Legitimatio ad processum del curatore speciale e compromettibilita’ della impugnazione per nullità della delibera assembleare
Non è ipotizzabile un conflitto di interessi tale da necessitare la nomina di un curatore speciale nel caso in cui l’amministratore non sia, in concreto, portatore di un interesse a contraddire contrario a quello della società. Il curatore speciale, infatti, non deve essere inteso quale arbitro imparziale degli interessi sociali ma soggetto che deve sostituire l’amministratore quando – e soltanto quando, poiché diversamente verrebbe leso il diritto alla difesa della persona giuridica – la situazione concreta faccia ritenere che potrebbe essere indotto da interessi extra societari a valutazioni contrarie all’interesse sociale e non vi siano all’interno della società regole per la sua sostituzione (nella specie, l’attrice lamentava che la delibera impugnata aveva stabilito il raggruppamento delle azioni della società riducendone il numero e che, in tale modo, l’azionista di maggioranza nonché amministratore – in thesi versante in conflitto di interessi – avrebbe mirato a ottenere l’espulsione di una serie di soci minori dalla compagine sociale. Il Collegio ha ritenuto che l’interesse dell’amministratore e quello della società coincidessero nel mantenimento della delibera).

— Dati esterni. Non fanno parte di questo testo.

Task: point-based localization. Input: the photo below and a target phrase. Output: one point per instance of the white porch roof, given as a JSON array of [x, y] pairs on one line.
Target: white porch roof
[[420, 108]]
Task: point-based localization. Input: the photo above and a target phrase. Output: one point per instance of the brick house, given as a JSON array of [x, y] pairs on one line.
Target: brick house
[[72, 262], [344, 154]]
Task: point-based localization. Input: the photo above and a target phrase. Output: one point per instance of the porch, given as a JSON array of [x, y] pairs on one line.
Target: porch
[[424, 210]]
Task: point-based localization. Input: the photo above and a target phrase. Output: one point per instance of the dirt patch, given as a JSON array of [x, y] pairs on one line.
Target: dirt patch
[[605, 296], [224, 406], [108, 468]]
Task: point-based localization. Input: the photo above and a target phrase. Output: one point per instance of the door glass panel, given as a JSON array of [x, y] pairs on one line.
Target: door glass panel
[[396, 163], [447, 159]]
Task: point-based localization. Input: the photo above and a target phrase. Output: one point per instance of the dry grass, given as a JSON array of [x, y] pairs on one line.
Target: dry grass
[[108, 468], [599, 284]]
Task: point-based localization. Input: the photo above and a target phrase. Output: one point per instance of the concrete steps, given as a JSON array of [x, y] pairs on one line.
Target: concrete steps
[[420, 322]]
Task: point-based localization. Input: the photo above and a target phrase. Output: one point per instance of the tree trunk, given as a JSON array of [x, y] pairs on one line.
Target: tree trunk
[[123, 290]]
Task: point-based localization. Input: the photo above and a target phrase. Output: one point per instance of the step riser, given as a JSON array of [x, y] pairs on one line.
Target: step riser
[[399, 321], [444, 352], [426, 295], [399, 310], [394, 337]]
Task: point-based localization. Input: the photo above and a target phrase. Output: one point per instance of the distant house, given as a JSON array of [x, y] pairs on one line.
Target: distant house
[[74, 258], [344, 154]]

La legittimazione al processo nasce dal solo fatto di essere costituiti parte (con riferimento alla legittimazione a stare in giudizio e a concludere in esso del curatore speciale, nominato nonostante non ne ricorressero i presupposti).
E’ arbitrabile la controversia relativa alla impugnazione per nullità di una delibera assembleare, non essendovi alcuna connessione tra arbitrabilità e nullità.
Non coincidono l’ambito della nullità e l’area (più ristretta) dell’indisponibilità del diritto, dovendosi in quest’ultima ricomprendere esclusivamente le nullità insanabili, le uniche caratterizzate dal regime della assoluta indisponibilità e dalla non compromettibilità del relativo diritto. Tale conclusione appare avvalorata dall’art. 36 del d.lgs 5/03, che esplicitamente prevede che gli arbitri debbano decidere secondo diritto anche “quando l’oggetto del giudizio sia costituito dalla validità di delibere assembleari”, il che allude all’intenzione del legislatore di ammettere generalmente l’arbitrato sulle delibere societarie.
Nè va confusa la inderogabilità delle norme con la indisponibilità dei diritti che ne nascono: inderogabilità significa che l’ordinamento esige la applicazione di determinate discipline, eliminando spazi di autonomia privata, la quale può solo aderire o meno ad uno schema processuale prefissato; indisponibilità significa che il privato non può con il proprio consenso o dissenso determinare la applicazione di un diritto, come avviene ad esempio in materia di filiazione. In questo senso se inderogabile è la norma, il diritto che ne nasce può essere disponibile, come sono inderogabili, ad esempio, le norme di tutela dell’acquisto del consumatore, senza che ciò significhi che il suo acquisto sia un atto indisponibile: anzi, la inderogabilità è posta, proprio a tutela del suo atto volontario di acquisto. Tale ragionamento può essere applicato alle delibere sociali, atto di per sé soggetto alla volontà delle parti.